A cúpula da Segurança Pública de São Paulo está apurando a suspeita de que outros sete roubos a banco, todos envolvendo o Itaú, tenham sido registrados e investigados pelo 69.º DP (Teotônio Vilela), na zona leste, sem que a Delegacia de Roubo a Bancos, do Departamento de Investigações sobre o Crime Organizado (Deic), tivesse sido informada.

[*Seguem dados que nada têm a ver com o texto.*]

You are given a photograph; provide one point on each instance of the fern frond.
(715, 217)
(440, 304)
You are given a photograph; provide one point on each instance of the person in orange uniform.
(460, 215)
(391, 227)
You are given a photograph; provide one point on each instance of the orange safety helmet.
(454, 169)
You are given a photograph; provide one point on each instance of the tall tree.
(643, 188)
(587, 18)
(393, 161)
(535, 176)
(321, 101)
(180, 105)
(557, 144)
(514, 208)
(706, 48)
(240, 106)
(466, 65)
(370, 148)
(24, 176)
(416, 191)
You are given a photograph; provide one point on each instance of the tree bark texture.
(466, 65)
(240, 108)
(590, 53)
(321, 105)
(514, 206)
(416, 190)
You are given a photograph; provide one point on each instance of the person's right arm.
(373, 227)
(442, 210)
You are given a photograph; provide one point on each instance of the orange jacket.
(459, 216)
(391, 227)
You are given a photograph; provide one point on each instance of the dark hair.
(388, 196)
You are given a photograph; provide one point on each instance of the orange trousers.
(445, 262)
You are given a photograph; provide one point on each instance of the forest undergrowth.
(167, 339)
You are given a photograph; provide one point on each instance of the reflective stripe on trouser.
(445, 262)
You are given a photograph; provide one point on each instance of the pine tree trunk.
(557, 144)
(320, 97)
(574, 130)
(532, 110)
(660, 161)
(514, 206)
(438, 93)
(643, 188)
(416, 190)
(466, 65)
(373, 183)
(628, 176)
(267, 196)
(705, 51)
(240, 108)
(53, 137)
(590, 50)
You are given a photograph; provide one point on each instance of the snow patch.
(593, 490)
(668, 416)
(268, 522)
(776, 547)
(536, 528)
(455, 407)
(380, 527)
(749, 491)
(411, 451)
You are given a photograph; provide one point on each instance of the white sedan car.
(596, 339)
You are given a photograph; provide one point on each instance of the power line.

Marcelo Godoy, O Estado de S.Paulo

15 de setembro de 2011 | 00h00

A suspeita surgiu depois que os policiais do Deic descobriram que o DP da zona leste havia recebido do Itaú - antes do Deic - as fotos dos ladrões responsáveis pelo assalto milionário à agência na Avenida Paulista, no centro, em 28 de agosto. No crime, uma quadrilha arrombou 138 cofres e o Deic só foi informado da magnitude do roubo oito dias depois.

A descoberta provocou crise na Polícia Civil. Ontem, na reunião do Conselho Superior da Polícia, o delegado Nelson Silveira Guimarães, diretor do Deic, cobrou providências em relação ao comportamento do 69.º DP. Resoluções da cúpula de Segurança Pública ordenam que as investigações de crimes de roubo a banco devem ser feitas pelo Deic. Procurado, o 69.º DP informou que ninguém se manifestaria.

O desencontro dentro da polícia permitiu aos bandidos uma fuga tranquila, pois a investigação do caso começou apenas no dia 5. E pôs em xeque a credibilidade da própria polícia.